Effective foreign tax rate
Consistent with the 2019 proposed regulations, the final regulations apply the GILTI high-tax exclusion by comparing the effective foreign tax rate with 90% of the rate that would apply if the income were subject to the maximum U.S. corporate tax rate — or in other words 18.9%, based on the maximum rate of 21%.The effective foreign tax rate that is compared to 18.9% takes several steps to determine. It is calculated by dividing the U.S. dollar amount of foreign income taxes paid or accrued (with respect to each respective tentative tested income item) by the U.S. dollar amount of the tentative tested income item increased by the U.S. dollar amount of the relevant foreign income taxes (Regs. Sec. 1.951A-2(c)(7)(vi)).
Tentative gross tested income: To calculate the tentative tested income item, the tentative gross tested income of each tested unit must first be determined. The final regulations retain the general approach set forth under the 2019 proposed regulations that items of gross income of a CFC are attributable to a tested unit of the CFC to the extent they are properly reflected on the separate set of books and records of the tested unit (Regs. Sec. 1.951A-2(c)(7)(ii)(B)). However, if a separate set of books and records is not prepared, items required to apply the GILTI high-tax exclusion that otherwise would be reflected on the book set must be determined (Regs. Sec. 1.951A-2(c)(7)(v)(B)). In addition, tentative gross tested income of a tested unit is adjusted by disregarded payments made between tested units of the CFC under the principles of Regs. Sec. 1.904-4(f)(2)(vi). Also, if gross income is attributable to more than one tested unit, the item is considered attributable only to the lowest-tier tested unit (Regs.
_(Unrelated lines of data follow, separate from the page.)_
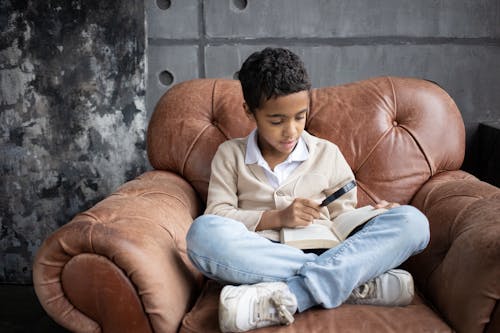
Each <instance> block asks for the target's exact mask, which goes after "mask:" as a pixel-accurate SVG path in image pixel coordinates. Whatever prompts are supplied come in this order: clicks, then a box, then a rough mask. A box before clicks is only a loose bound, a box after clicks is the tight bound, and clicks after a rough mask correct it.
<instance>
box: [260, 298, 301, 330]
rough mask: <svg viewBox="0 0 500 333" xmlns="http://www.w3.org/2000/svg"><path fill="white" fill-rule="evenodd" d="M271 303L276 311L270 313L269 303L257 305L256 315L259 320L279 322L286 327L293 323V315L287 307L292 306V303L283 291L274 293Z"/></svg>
mask: <svg viewBox="0 0 500 333" xmlns="http://www.w3.org/2000/svg"><path fill="white" fill-rule="evenodd" d="M270 302H271V304H272V305H273V306H274V308H275V309H276V311H269V310H270V309H269V303H267V302H265V301H263V302H262V301H261V302H258V303H257V304H256V306H257V309H256V310H257V311H255V313H256V316H257V318H258V319H259V320H268V321H272V322H279V323H280V324H284V325H288V324H291V323H293V321H294V318H293V314H292V313H291V312H290V311H289V310H288V309H287V305H290V304H289V303H290V302H289V301H288V299H287V297H286V296H285V295H284V294H283V292H282V291H275V292H273V293H272V295H271V298H270Z"/></svg>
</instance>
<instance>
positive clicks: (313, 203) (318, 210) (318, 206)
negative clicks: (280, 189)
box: [302, 199, 320, 211]
mask: <svg viewBox="0 0 500 333" xmlns="http://www.w3.org/2000/svg"><path fill="white" fill-rule="evenodd" d="M302 203H303V204H304V206H306V207H309V208H312V209H314V210H316V211H319V210H320V207H319V203H317V202H315V201H312V200H309V199H304V201H302Z"/></svg>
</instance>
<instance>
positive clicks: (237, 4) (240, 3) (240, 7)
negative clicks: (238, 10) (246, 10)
mask: <svg viewBox="0 0 500 333" xmlns="http://www.w3.org/2000/svg"><path fill="white" fill-rule="evenodd" d="M233 5H234V7H236V8H237V9H239V10H244V9H246V8H247V6H248V0H233Z"/></svg>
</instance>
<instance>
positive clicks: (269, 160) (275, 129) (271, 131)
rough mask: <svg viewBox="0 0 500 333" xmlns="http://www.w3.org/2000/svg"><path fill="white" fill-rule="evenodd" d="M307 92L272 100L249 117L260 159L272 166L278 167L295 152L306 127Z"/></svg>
mask: <svg viewBox="0 0 500 333" xmlns="http://www.w3.org/2000/svg"><path fill="white" fill-rule="evenodd" d="M308 111H309V93H308V91H306V90H304V91H299V92H297V93H293V94H290V95H286V96H279V97H275V98H271V99H269V100H267V101H265V102H263V103H262V104H261V106H260V107H259V108H257V109H256V110H255V113H253V114H251V116H252V117H253V118H254V119H255V121H256V123H257V133H258V144H259V148H260V150H261V152H262V156H263V157H264V159H266V161H267V162H268V163H269V162H271V163H269V164H270V165H271V164H276V163H281V162H283V161H284V160H286V158H287V157H288V155H290V153H291V152H292V151H293V149H294V148H295V145H296V144H297V142H298V140H299V138H300V136H301V134H302V131H303V130H304V127H305V125H306V116H307V113H308Z"/></svg>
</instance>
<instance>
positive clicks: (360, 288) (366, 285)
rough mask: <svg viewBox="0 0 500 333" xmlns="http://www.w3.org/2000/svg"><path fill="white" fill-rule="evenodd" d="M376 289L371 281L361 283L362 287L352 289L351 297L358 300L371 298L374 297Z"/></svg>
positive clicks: (359, 286) (375, 284) (374, 285)
mask: <svg viewBox="0 0 500 333" xmlns="http://www.w3.org/2000/svg"><path fill="white" fill-rule="evenodd" d="M376 288H377V286H376V284H375V281H374V280H372V281H369V282H366V283H363V284H362V285H360V286H359V287H357V288H356V289H354V290H353V291H352V295H353V296H354V297H355V298H358V299H359V298H373V297H375V296H376Z"/></svg>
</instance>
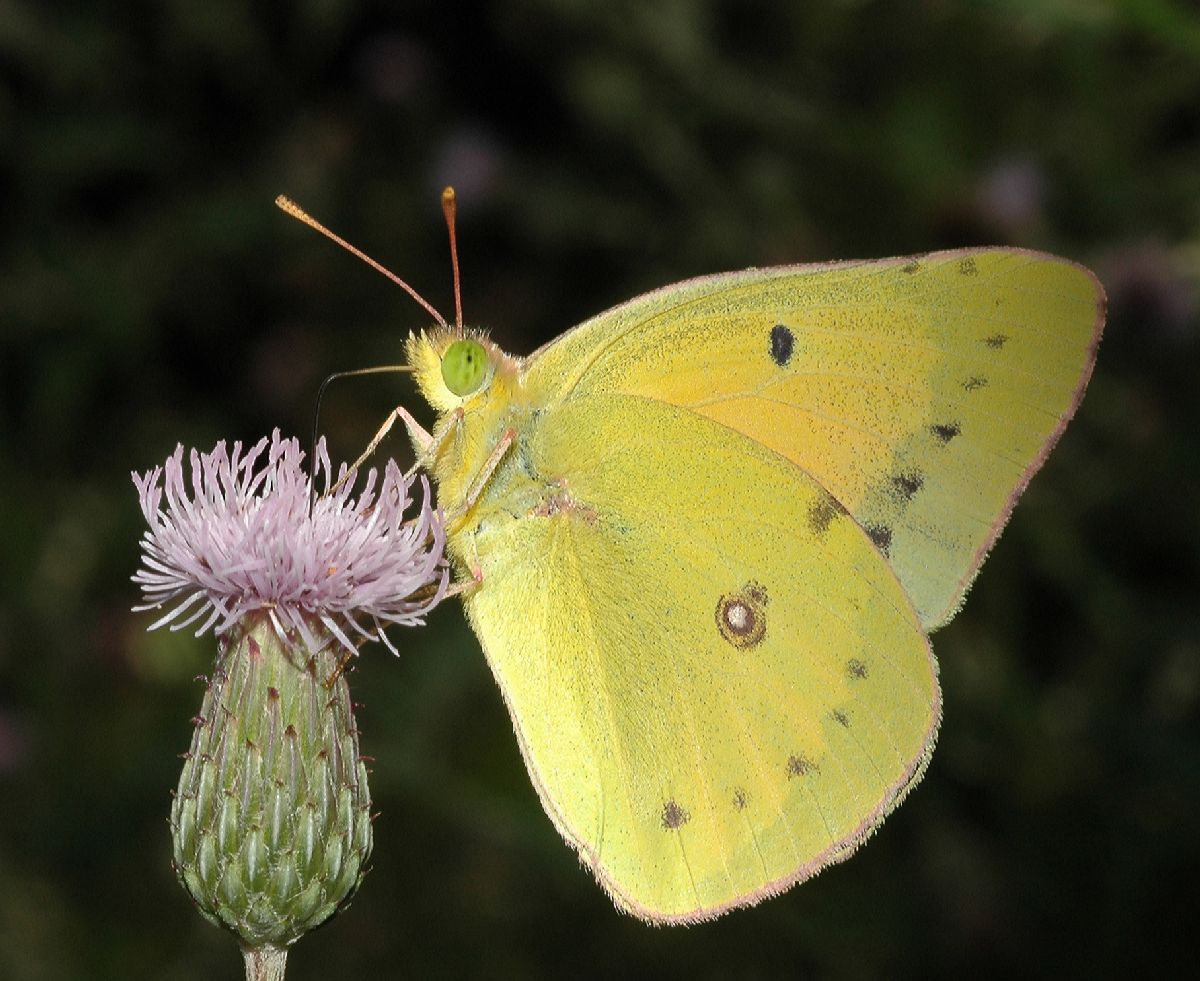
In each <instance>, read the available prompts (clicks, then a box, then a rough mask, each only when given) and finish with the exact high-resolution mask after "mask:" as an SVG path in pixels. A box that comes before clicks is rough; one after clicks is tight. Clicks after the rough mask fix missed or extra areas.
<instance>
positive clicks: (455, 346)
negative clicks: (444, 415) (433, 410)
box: [407, 329, 516, 413]
mask: <svg viewBox="0 0 1200 981" xmlns="http://www.w3.org/2000/svg"><path fill="white" fill-rule="evenodd" d="M407 354H408V365H409V367H410V368H412V369H413V373H414V374H415V375H416V384H418V385H419V386H420V389H421V393H422V395H424V396H425V397H426V398H427V399H428V402H430V404H431V405H433V408H434V409H437V410H438V411H443V413H444V411H448V410H450V409H455V408H458V407H461V405H467V404H468V403H470V402H473V401H474V399H475V398H478V397H480V396H486V395H487V393H488V391H490V390H491V389H492V386H493V383H496V380H497V377H498V375H499V377H503V378H508V377H509V375H512V374H515V371H516V362H515V361H514V359H511V357H509V356H508V355H506V354H504V351H502V350H500V349H499V348H497V347H496V344H493V343H492V342H491V339H490V338H488V337H487V335H486V333H484V332H481V331H468V332H467V335H466V336H464V337H460V336H458V335H457V331H455V330H454V329H450V330H442V329H436V330H433V331H431V332H427V333H426V332H422V333H414V335H412V336H410V337H409V338H408V344H407Z"/></svg>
Sec. 1.951A-2(c)(7)(iv)(B)).
Tentative tested income: The final regulations provide that a tentative tested income item is determined by allocating and apportioning current-year deductions for the CFC (including current-year taxes) to the tentative gross tested income item under the principles of Regs. Sec. 1.960-1(d)(3). As defined in Regs. Sec. 1.960-1(b)(4), current-year tax is a foreign income tax paid or accrued by a CFC in a current tax year; therefore, the U.S. dollar amount of the CFC’s current-year taxes can be allocated and apportioned to the tentative tested income.